Buraya bir gün, yarın gelecek hafta, gelecek yıl öleceğini söylemeye geldik.
We're here to tell you that one day, tomorrow, next week, next year, you're going to die.
Joanie Jennifer'ı davet etmiş. Beni de özel şoförü olarak görmüş. Paket halinde geldik.
Joanie invited Jennifer and seeing as how I am her chauffeur, we're part of a package deal.
Buna inanmayabilirsin Sam ama yardım etmeye geldik.
And while you might not believe this, Sam, we're here to help.
Pardon erken geldik.
Sorry we're early.
Şaire tüm saygımıza rağmen, Burada kendimize ait bir hikaye ile geldik...
All due respect to the Bard, we're here with a tale of our own...
Buraya bir anlaşma için geldik.
We're here to broker a deal.
Buraya kızım Olivia'nın kalp nakli için geldik.
We're here for my daughter Olivia's heart transplant.
Biz geldik.
We're back.
Geldik.
We're here.
Pekala ekip işte geldik.
Well, gang, here we are.
Bizde bunu öğrenmek için geldik.
That's what we're here to figure out.
- Gelebildiğimiz kadar çabuk geldik.
Hey. Got here as fast as we could.
Sahiden bunun için mi geldik?
Is that really why we came here?
Buraya iş konuşmaya geldik.

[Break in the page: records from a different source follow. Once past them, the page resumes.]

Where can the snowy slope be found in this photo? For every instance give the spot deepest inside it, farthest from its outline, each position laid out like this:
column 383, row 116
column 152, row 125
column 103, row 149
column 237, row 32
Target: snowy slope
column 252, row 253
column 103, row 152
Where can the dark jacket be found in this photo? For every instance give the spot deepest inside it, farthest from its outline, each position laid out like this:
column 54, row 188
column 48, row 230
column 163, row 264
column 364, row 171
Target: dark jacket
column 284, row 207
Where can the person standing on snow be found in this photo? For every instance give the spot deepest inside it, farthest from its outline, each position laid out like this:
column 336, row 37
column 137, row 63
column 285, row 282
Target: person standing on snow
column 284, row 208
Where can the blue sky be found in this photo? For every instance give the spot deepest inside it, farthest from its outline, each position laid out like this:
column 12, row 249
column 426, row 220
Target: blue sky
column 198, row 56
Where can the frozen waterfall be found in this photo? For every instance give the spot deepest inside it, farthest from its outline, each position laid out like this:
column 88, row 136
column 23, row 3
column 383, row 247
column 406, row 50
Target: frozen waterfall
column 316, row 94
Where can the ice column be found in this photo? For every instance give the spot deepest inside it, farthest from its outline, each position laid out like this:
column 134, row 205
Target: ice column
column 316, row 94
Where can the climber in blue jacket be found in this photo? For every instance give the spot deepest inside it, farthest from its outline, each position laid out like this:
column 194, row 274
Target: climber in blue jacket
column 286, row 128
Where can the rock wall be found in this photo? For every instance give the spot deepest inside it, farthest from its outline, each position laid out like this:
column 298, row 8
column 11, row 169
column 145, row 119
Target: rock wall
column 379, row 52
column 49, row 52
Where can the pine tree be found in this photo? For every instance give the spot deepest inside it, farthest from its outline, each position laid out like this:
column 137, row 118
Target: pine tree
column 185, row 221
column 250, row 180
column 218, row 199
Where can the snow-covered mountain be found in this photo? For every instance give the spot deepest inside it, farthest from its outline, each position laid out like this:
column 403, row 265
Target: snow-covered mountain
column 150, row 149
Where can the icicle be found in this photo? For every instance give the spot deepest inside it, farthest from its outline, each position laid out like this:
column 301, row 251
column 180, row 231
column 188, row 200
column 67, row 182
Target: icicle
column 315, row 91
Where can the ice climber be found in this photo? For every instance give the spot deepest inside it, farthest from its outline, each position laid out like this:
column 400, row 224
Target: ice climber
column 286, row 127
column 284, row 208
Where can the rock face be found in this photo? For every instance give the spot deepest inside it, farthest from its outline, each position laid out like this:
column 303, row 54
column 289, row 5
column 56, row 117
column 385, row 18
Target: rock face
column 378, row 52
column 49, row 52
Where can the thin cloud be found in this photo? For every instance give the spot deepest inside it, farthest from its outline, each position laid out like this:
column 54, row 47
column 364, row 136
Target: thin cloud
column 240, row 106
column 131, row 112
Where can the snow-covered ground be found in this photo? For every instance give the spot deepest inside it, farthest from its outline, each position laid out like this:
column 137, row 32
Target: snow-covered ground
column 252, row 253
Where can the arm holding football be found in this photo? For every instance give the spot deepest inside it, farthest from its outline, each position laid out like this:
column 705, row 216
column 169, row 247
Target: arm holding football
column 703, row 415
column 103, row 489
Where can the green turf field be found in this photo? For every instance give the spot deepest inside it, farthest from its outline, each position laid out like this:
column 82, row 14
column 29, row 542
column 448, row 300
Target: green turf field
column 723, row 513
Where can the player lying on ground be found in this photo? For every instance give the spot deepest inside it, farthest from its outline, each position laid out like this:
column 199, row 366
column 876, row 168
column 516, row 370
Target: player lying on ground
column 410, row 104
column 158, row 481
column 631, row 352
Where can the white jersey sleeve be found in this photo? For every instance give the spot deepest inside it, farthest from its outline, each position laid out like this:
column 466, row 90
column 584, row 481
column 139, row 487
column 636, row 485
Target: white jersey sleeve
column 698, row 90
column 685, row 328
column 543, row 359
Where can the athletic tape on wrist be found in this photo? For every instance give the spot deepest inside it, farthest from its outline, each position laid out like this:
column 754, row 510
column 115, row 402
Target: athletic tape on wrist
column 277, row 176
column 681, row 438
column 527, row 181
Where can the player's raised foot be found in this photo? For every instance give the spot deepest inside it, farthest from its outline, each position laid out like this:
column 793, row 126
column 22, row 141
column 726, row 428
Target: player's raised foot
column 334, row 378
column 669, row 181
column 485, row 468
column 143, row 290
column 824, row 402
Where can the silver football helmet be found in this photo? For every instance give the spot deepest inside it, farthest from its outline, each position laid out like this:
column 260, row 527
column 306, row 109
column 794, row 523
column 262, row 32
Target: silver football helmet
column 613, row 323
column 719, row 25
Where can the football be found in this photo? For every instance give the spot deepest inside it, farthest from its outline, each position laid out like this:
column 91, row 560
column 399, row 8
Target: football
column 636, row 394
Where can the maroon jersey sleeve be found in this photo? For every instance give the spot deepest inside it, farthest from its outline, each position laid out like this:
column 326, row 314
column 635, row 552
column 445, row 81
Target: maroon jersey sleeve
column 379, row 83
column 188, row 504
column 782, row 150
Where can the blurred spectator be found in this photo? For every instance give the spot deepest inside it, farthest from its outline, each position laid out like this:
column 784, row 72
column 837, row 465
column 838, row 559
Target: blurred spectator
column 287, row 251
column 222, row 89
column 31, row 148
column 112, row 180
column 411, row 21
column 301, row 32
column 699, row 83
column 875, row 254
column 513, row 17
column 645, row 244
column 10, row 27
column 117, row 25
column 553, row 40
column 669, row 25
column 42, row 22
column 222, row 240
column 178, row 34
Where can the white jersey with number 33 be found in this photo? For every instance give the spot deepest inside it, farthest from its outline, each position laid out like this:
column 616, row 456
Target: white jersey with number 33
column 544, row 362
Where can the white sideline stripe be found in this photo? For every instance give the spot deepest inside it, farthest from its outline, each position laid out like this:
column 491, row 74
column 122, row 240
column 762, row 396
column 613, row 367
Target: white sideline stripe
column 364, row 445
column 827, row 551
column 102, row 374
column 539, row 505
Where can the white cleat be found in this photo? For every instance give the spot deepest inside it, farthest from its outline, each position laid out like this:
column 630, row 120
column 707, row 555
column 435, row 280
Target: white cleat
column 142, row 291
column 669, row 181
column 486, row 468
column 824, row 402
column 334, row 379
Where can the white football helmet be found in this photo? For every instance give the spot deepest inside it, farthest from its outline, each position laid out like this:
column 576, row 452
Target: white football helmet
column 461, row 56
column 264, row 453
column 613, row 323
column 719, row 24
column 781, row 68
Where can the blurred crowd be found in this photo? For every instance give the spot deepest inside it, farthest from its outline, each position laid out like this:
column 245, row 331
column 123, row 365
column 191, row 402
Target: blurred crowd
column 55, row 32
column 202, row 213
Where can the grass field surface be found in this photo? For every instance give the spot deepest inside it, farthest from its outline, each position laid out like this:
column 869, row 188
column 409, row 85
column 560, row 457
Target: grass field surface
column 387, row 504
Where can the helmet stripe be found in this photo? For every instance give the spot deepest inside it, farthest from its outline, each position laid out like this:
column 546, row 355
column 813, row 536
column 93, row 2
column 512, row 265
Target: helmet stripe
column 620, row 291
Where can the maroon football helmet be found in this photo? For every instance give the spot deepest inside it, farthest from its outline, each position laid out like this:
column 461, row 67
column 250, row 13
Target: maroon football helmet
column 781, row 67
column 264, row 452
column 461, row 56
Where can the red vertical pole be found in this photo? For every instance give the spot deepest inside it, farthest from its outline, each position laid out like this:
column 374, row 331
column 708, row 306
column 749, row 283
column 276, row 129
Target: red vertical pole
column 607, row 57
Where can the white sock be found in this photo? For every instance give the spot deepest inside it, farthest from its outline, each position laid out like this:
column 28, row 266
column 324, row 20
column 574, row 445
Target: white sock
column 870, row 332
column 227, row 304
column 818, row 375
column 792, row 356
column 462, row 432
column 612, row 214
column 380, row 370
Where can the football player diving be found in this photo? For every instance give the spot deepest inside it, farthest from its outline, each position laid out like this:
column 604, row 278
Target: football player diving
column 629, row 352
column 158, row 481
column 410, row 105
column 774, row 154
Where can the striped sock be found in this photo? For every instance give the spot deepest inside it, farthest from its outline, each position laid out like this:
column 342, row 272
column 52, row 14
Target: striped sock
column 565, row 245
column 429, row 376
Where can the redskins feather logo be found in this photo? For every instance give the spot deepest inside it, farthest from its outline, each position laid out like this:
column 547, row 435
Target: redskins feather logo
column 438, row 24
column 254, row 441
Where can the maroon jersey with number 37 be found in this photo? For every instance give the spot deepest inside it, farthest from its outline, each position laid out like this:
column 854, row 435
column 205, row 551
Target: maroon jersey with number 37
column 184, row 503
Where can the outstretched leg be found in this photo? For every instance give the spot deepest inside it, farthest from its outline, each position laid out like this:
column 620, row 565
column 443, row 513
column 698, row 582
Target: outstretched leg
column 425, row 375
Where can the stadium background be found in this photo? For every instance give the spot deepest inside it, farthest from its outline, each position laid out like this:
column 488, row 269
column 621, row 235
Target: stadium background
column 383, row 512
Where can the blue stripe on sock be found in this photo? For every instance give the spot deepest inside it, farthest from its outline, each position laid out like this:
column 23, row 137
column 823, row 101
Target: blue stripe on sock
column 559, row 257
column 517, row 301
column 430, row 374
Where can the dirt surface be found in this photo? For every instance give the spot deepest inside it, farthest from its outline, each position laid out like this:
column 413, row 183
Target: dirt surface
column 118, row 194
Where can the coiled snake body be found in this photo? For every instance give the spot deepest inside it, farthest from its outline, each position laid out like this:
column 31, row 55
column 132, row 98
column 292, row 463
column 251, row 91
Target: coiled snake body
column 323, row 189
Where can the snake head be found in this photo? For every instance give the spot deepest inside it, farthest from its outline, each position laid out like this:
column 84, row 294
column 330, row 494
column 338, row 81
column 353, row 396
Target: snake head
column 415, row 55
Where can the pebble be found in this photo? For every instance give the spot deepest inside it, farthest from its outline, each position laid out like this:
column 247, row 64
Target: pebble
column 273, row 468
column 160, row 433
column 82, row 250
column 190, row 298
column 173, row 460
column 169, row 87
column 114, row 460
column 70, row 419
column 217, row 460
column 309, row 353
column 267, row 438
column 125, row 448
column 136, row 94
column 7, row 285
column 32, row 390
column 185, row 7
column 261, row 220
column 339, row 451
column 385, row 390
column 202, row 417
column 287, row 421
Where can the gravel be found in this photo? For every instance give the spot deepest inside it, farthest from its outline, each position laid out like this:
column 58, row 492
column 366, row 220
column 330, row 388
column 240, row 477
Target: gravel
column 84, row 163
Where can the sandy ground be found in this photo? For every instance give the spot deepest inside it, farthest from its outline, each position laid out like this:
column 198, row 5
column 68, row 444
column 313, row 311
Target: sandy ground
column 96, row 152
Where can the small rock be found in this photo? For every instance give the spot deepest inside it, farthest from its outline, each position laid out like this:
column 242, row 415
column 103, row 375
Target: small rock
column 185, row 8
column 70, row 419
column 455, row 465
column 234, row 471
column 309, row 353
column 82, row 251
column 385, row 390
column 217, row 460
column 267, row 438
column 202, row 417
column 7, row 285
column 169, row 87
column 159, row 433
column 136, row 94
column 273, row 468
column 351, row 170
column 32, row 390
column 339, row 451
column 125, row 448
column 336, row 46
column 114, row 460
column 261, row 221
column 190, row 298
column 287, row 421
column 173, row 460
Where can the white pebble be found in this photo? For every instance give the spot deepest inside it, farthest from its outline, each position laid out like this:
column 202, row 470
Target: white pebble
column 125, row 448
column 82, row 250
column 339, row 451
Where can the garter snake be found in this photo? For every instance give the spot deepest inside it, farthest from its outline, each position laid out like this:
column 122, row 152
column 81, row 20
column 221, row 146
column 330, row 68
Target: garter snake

O yüzden hemen başlayalım.
I'm sure you're all aware that ever since I left, profits have dropped 15 %.
Burada işlerin farklı yürüdüğünü söyleyeceğin kısma mı geldik?
Okay, this is where you tell me things work differently here?
Biz geldik.
Hey, we're here.
Bekle biraz, bu yüzden mi geldik buraya? Hangi kafayla bu parayı çalmanın doğru olacağını düşündün?
In what world did you think it was okay to steal that money?
Sadece davaya hazır olup olmadığını, görmek için buraya geldik.
We just wanted to make sure you felt fully prepared to take the stand.
Sence Axl davetsiz geldik diye kızar mı?
Oh-ho-ho-ho. You think Axl'll be mad that we're crashing here?
İşte geldik.
There we go.
- Sizi saraya götürmeye geldik.
We're here to take you to the palace.
Klimayı açın, çünkü yakıp yıkmaya geldik! Aynen öyle, bebeğim!
- Turn up the A / C'cause we about to destroy this joint!